The Royals announced early Sunday evening that they are hiring Tampa Bay Rays bench coach Matt Quatraro as their next skipper. Quatraro, 48, is the first key hire of Picollo’s tenure as executive vice president and general manager.
Quatraro was the assistant hitting coach in Cleveland from 2014-17. He became the Rays’ third-base coach in 2018.
“I’m grateful to Mr. (John) Sherman and the ownership group, J.J. and the front office, and everyone else with the Royals for this opportunity,” Quatraro said in a Royals new release. “I already knew the talent on the roster and how great the fans in Kansas City are, and the interview process convinced me that the terrific things I’d heard about the organization’s culture are true. I can’t wait to get started, and for my family to get to Kansas City and be part of that community.”
In Kansas City, he’ll guide a young team. Thirteen Royals players made their debuts in the majors this season. Twenty-one KC rookies appeared in games this year, tied for third-most in franchise history behind the Royals’ teams of 2004 (23) and 2002 (22).
The Royals have not made the playoffs since their 2015 World Series championship.
Quatraro replaces Mike Matheny, who was fired after the Royals went 65-97 this season and finished in last place in the AL Central, nine wins shy of their total from 2021. Picollo fired Matheny and pitching coach Cal Eldred after the club’s season finale.
“We are extremely excited to have Matt leading our club and core of talent,” Picollo said in a news release from the Royals. “Matt has great experiences throughout his career that have prepared him for this.

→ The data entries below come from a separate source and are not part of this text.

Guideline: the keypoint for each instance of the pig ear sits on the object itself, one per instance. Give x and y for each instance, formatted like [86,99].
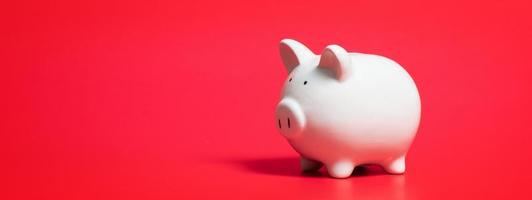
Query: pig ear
[294,54]
[336,59]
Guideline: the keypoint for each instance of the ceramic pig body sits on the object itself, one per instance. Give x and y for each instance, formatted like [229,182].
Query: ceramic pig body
[345,109]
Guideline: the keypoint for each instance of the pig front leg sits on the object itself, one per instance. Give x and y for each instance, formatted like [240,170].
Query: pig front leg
[308,165]
[341,169]
[395,166]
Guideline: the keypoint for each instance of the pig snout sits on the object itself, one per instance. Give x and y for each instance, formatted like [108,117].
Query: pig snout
[290,118]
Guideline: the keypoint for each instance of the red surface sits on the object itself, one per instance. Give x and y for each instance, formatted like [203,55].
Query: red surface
[175,100]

He thoroughly impressed us all during our interview process and is clearly respected across the industry. We are looking forward to working alongside Matt to bring winning baseball to our great fans.”
Quatraro comes from a Rays organization that has experienced incredible success in recent years. He spent the past five seasons on the major-league coaching staff under manager Kevin Cash.
Royals chairman and CEO John Sherman weighed in on the hire of Quatraro in the Royals’ news release announcing the hire.
“J.J. and his staff designed and executed a rigorous process that revealed Matt to be the best leader for our club,” Sherman said. “Matt is widely respected throughout baseball with a proven record and tangible contributions in two organizations that built winning cultures through creativity and innovation. We are thrilled to welcome Matt, his wife Chris, and sons George and Leo to the Kansas City community.”
A native of New York, Quatraro spent his first season with Tampa Bay as third base coach, but he’d been Tampa Bay’s bench coach since 2019.
This season, the Rays went 86-76 and placed third in the AL East. They lost to the Cleveland Guardians in the Wild Card Series.
During Quatraro’s tenure on Cash’s staff, the Rays won a pair of division titles and the AL pennant during the pandemic-shortened 2020 season.
An eighth-round draft pick of the Rays in 1996, Quatraro spent parts of seven seasons in the minors with the Rays (1996-2002) as a catcher. He climbed as far as Triple-A. In 2003, he went to minor-league camp with the New York Yankees before retiring.
Quatraro became the first former player in the Rays system to join the organization as a coach, first as a catching instructor in the minors in 2004. He finished that season as a hitting coach for the Rays’ short-season Single-A affiliate.
He went on to manage four years in the minors from 2006-09. Then he became the Rays’ minor-league hitting coordinator for four years from 2010-13.
The Cleveland Indians (now Guardians) hired Quatraro in 2014 as their assistant hitting coach in the majors. He remained on manager Terry Francona’s staff until he returned to the Rays alongside Cash, who’d also been on Francona’s staff, following the 2017 season.
The Royals’ hire of Quatraro was first reported by ESPN’s Jeff Passan.